HCI-2509: Targeting LSD1 to Combat ER-Negative Breast Cancer

The abstract discusses the role of lysine-specific demethylase 1 (LSD1) in regulating gene expression through histone demethylation, which can either activate or repress transcription depending on the lysine residue involved. LSD1's demethylation of the transcription-activating mark H3K4me2 is implicated in the suppression of tumor suppressor genes, while its activity on the repressive mark H3K9 promotes tumor growth. Elevated LSD1 levels are found in ER-negative breast cancers, where its overexpression is linked to aggressive cancer behavior. The development of LSD1 inhibitors as antitumor agents is highlighted, with a focus on the need for more potent and specific inhibitors that do not possess monoamine oxidase activity.

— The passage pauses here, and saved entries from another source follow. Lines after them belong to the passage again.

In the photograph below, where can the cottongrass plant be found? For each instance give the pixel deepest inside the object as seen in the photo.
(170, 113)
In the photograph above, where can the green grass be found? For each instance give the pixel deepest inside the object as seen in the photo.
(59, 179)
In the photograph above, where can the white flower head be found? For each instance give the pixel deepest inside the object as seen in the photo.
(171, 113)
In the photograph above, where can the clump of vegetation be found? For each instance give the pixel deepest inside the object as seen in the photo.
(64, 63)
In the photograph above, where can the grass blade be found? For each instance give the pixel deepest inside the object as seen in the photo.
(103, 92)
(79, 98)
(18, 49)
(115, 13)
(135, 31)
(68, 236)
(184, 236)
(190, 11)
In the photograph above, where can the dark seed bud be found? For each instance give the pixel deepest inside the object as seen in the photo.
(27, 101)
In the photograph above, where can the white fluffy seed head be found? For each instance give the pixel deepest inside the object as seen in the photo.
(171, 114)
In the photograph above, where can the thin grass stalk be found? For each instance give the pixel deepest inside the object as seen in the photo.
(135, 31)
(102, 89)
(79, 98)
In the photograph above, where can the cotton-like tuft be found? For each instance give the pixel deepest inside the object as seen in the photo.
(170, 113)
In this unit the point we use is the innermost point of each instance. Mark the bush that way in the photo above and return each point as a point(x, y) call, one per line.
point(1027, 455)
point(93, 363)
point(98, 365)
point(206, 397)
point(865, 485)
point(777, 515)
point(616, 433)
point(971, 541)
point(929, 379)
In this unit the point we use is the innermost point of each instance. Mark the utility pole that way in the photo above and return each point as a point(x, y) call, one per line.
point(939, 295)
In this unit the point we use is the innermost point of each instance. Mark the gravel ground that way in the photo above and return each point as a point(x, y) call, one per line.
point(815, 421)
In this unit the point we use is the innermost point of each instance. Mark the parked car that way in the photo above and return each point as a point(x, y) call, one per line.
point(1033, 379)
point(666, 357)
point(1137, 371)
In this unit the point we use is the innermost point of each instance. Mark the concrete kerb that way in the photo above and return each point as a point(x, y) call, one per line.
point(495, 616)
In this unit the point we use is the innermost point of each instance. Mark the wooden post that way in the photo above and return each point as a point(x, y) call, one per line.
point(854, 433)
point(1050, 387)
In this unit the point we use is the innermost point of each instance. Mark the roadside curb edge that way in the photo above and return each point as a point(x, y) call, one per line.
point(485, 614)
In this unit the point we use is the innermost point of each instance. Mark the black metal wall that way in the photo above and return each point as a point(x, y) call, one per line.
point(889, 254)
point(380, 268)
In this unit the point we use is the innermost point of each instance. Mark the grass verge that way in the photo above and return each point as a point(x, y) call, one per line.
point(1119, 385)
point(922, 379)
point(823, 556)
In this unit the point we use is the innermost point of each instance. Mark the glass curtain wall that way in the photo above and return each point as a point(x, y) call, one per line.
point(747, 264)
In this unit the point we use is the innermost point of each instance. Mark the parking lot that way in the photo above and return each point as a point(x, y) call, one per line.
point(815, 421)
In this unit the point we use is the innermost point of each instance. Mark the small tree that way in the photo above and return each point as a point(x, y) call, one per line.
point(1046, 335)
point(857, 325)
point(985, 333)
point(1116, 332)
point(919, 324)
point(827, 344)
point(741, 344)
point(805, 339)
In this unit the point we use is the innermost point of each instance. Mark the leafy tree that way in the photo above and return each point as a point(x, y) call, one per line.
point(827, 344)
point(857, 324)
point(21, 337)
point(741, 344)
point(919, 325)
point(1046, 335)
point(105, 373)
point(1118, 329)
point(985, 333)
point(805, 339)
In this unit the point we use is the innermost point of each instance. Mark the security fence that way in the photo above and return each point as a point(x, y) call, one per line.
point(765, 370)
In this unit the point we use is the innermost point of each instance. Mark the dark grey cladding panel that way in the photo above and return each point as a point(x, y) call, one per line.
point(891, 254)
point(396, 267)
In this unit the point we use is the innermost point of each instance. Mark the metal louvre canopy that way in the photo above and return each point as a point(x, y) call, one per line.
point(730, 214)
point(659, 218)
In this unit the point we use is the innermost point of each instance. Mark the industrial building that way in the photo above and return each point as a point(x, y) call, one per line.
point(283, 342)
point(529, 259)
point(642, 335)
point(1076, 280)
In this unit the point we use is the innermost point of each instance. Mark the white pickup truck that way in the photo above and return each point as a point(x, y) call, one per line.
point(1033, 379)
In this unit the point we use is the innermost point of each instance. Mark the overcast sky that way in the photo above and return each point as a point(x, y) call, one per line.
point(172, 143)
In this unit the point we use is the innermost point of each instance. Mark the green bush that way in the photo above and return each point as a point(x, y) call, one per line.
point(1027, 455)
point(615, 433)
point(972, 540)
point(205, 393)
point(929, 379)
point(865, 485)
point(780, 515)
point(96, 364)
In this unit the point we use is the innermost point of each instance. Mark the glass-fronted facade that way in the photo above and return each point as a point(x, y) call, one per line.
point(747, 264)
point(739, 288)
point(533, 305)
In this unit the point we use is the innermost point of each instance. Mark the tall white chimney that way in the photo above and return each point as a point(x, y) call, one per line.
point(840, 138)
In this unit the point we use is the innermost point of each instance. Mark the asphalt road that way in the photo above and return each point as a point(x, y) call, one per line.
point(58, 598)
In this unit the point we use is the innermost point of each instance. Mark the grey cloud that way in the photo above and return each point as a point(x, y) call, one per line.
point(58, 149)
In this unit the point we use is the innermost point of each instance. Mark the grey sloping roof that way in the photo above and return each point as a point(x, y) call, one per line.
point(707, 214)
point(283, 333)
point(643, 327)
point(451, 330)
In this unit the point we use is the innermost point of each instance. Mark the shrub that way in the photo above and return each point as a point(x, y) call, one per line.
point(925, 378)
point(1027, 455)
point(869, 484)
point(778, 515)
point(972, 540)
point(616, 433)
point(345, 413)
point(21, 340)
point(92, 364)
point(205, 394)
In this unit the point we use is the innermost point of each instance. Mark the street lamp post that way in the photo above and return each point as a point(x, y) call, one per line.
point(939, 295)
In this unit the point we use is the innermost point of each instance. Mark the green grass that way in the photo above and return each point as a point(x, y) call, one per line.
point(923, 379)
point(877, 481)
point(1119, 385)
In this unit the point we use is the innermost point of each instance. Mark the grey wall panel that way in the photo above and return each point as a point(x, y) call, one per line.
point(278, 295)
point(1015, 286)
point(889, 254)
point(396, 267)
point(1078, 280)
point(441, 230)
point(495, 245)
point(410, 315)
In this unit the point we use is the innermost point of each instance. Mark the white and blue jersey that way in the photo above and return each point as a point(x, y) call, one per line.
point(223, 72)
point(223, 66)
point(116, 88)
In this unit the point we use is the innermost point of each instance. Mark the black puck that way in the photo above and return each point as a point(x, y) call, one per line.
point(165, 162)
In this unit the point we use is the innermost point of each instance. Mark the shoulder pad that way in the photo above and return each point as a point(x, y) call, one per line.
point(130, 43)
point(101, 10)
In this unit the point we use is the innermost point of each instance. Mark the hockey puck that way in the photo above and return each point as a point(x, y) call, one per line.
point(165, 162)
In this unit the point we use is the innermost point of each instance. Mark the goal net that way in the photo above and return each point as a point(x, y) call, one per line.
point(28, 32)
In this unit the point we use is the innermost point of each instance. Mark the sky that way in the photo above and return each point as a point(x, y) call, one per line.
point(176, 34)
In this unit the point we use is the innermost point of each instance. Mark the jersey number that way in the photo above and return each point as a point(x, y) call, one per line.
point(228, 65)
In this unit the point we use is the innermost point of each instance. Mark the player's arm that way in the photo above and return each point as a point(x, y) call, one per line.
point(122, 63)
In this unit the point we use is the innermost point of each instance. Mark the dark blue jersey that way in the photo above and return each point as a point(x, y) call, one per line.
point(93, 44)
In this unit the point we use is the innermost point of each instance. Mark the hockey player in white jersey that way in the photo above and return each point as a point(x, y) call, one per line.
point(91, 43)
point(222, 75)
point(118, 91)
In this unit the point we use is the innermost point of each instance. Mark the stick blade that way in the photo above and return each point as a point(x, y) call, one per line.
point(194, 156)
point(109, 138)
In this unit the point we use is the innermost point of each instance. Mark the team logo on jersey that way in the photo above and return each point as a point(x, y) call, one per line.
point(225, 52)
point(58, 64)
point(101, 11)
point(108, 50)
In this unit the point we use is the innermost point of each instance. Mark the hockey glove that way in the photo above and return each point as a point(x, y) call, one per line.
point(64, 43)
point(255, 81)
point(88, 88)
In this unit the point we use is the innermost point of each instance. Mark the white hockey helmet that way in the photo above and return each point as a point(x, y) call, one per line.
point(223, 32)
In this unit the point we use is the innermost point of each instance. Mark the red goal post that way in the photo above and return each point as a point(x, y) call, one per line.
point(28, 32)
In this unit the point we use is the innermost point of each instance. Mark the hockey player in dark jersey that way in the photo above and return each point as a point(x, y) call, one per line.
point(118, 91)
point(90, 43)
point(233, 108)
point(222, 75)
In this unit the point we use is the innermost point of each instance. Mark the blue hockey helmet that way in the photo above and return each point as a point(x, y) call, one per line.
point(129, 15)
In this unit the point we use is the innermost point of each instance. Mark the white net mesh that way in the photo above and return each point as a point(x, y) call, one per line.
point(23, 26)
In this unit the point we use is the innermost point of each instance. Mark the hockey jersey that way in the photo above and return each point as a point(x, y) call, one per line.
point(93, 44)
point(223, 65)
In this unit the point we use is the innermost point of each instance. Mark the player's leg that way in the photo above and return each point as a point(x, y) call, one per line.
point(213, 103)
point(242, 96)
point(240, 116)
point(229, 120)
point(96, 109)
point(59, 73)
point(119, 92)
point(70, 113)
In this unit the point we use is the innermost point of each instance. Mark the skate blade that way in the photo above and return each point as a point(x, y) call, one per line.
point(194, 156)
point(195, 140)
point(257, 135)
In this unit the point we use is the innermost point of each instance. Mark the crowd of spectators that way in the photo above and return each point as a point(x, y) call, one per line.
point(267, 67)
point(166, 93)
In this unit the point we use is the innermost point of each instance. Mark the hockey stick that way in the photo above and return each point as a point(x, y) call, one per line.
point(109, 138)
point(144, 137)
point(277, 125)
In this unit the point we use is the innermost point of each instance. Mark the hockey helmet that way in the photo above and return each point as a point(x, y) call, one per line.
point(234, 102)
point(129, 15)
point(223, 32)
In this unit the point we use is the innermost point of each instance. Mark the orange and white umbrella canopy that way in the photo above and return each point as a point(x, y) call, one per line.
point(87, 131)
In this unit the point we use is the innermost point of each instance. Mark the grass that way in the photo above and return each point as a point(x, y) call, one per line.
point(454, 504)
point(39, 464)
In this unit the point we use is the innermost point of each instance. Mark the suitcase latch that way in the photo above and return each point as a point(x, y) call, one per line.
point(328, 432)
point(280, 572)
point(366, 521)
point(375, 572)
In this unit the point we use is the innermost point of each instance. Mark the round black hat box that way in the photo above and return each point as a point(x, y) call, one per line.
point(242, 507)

The authors describe a structure-based drug discovery approach that led to the identification of a lead compound, HCI-2509, which showed potent inhibition of LSD1 with an IC50 of 13 nM and demonstrated specificity by showing minimal inhibition against five related enzymes. HCI-2509 treatment in cell lines resulted in increased H3K4 methylation levels. The compound was tested for its effect on cell viability across a range of cancer cell lines, particularly showing sensitivity in ER-negative breast cancer cell lines. The activity of HCI-2509 was also confirmed in cells derived from ER-negative breast cancer patients. Furthermore, the authors developed a gene expression signature linked to sensitivity to HCI-2509 by analyzing the response of breast cancer cell lines to the compound. The ongoing work aims to explore the therapeutic potential of HCI-2509 in treating ER-negative breast cancers using mouse models.

The citation for this abstract is from the Proceedings of the 103rd Annual Meeting of the American Association for Cancer Research, held in Chicago from March 31 to April 4, 2012, published in Cancer Research 2012;72(8 Suppl), with the abstract number 1045.